Science
Tackling Cancer’s Loss of Function Mutations
Tremendous progress is being made in our understanding and treatment of cancer. Different biologic and therapeutic approaches have resulted in significantly improved clinical outcomes. Some of the most impressive advances have been made with targeted therapies designed to treat cancers with specific causal mutations in critical genes known as driver genes.
These therapies have generally been developed to treat cancers where the driver gene has a “gain of function” mutation that causes cancer onset and progression. The goal of the therapies is to inhibit the newly acquired function of the gene itself or the pathways induced by the gene. Driver genes with a gain of function mutation, also known as oncogenes, are responsible for approximately 30% of all cancers. Most other cancers are driven by “loss of function” mutations in driver genes that normally suppress the onset of cancer. These driver genes are called tumor suppressor genes, and when mutated, they and their products cannot be targeted directly as their function is already turned off.
Accelerating Synthetic Lethality Insights
Synthetic lethality provides an avenue to treating cancers with loss of function mutations. A synthetic lethality relationship exists when a cell will die from a loss of function of two genes, but not from the loss of function of just one or the other. Since cancer cells already have mutated genes, a promising approach is to identify and then target pharmacologically a synthetically lethal partner of one of the mutated genes.
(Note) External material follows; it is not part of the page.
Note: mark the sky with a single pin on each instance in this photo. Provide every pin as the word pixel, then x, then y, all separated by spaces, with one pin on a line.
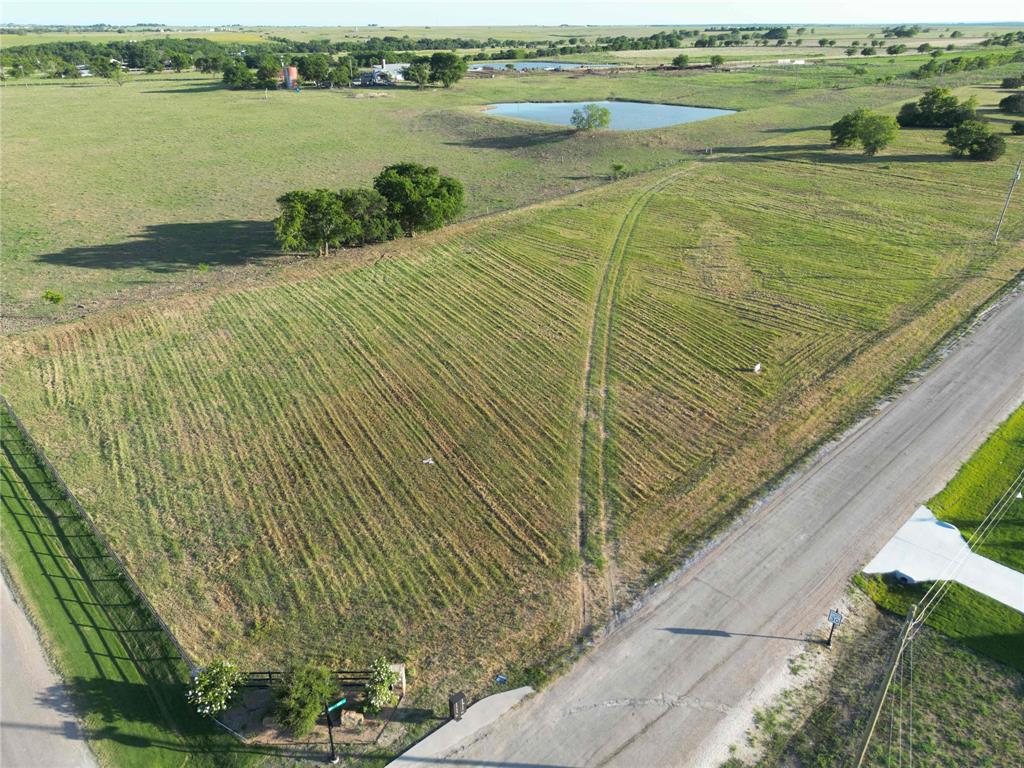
pixel 518 12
Therapies utilizing this approach, such as PARP inhibitors, can successfully treat cancer while limiting toxicities in normal cells.
Leapfrogging Traditional SL Approaches
Identifying synthetic lethality relationships and developing drugs to exploit them is a time-consuming and uncertain process. Leapfrog is changing that. We are using an advanced and deeply optimized pharmacogenetic approach that is based on synthetic lethality to directly identify drugs that kill cancer cells with specific driver mutations.